Though some states like Massachusetts – and HEI companies themselves – are exploring what regulations might look like for these products, HEIs are essentially unregulated, Squires-Lee noted in her decision, regardless of any pending legislation. Without a HEI-specific regulatory framework, she wrote, the state can use what it has as a metric. “It is not inappropriate to measure the HEI against statutes and regulations protecting homeowner mortgagees or other consumer borrowers,” she wrote.
Washington state has commissioned a formal study on the products, while Connecticut, Illinois, and Maryland have recently passed laws that regulate HEIs like typical mortgages.
In Massaachsetts, state Rep. Daniel Cahill of Lynn and state Sen. John Cronin of Fitchburg have filed bills this session requiring a licensing system for shared equity investors of residential property.
The bills define a “shared equity investment” as a transaction in which a sum of money is granted to a homeowner in exchange for an equity stake in the homeowner’s residential property or a future obligation to pay back the sum plus interest. Broadly, private companies could not act as a shared equity investor in more than 12 residential properties in one year without a license from the Massachusetts commissioner of banks.

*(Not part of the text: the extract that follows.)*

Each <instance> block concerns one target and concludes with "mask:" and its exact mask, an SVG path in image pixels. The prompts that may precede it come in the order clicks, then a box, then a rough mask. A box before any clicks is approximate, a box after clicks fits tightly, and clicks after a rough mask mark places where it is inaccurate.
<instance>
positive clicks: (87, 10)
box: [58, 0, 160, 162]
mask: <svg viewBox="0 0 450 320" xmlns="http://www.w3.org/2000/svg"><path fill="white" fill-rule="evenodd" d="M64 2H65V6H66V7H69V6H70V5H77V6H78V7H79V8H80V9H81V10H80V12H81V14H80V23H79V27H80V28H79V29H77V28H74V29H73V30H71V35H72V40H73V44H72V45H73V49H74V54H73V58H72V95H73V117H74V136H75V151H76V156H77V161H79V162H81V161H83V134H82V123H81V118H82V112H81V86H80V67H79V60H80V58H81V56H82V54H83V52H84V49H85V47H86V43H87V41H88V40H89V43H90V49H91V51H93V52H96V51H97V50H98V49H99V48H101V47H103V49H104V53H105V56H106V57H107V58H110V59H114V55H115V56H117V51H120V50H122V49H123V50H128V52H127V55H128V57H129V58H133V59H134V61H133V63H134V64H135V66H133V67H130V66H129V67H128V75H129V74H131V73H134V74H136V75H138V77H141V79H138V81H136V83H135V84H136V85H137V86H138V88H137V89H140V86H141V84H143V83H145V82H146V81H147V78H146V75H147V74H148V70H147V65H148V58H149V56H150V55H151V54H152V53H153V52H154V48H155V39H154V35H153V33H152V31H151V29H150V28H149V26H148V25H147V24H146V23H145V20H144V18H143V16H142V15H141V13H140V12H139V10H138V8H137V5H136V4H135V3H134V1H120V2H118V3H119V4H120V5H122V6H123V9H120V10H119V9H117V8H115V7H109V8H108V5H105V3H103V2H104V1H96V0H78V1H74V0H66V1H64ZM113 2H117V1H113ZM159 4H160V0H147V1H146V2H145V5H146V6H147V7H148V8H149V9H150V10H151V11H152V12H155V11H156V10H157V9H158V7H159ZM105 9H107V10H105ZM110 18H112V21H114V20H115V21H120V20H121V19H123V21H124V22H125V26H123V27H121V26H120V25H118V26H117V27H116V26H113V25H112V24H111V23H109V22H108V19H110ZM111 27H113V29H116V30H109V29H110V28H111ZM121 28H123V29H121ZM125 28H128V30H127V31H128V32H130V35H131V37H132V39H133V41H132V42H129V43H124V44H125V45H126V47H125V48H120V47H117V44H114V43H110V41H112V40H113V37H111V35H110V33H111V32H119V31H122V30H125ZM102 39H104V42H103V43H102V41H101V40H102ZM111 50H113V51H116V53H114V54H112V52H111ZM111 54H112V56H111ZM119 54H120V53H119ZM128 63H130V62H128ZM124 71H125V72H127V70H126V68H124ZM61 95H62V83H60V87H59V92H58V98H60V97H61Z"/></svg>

The commissioner would be tasked with assessing each license applicant, to make sure that the business operate “honestly, fairly, soundly and efficiently in the public interest.”
Both the House and Senate bills were referred to the financial services committee in February, with no hearings scheduled or held. And both seek to settle one core question in the burgeoning industry: that HEIs are “not a mortgage loan or other form of loan.”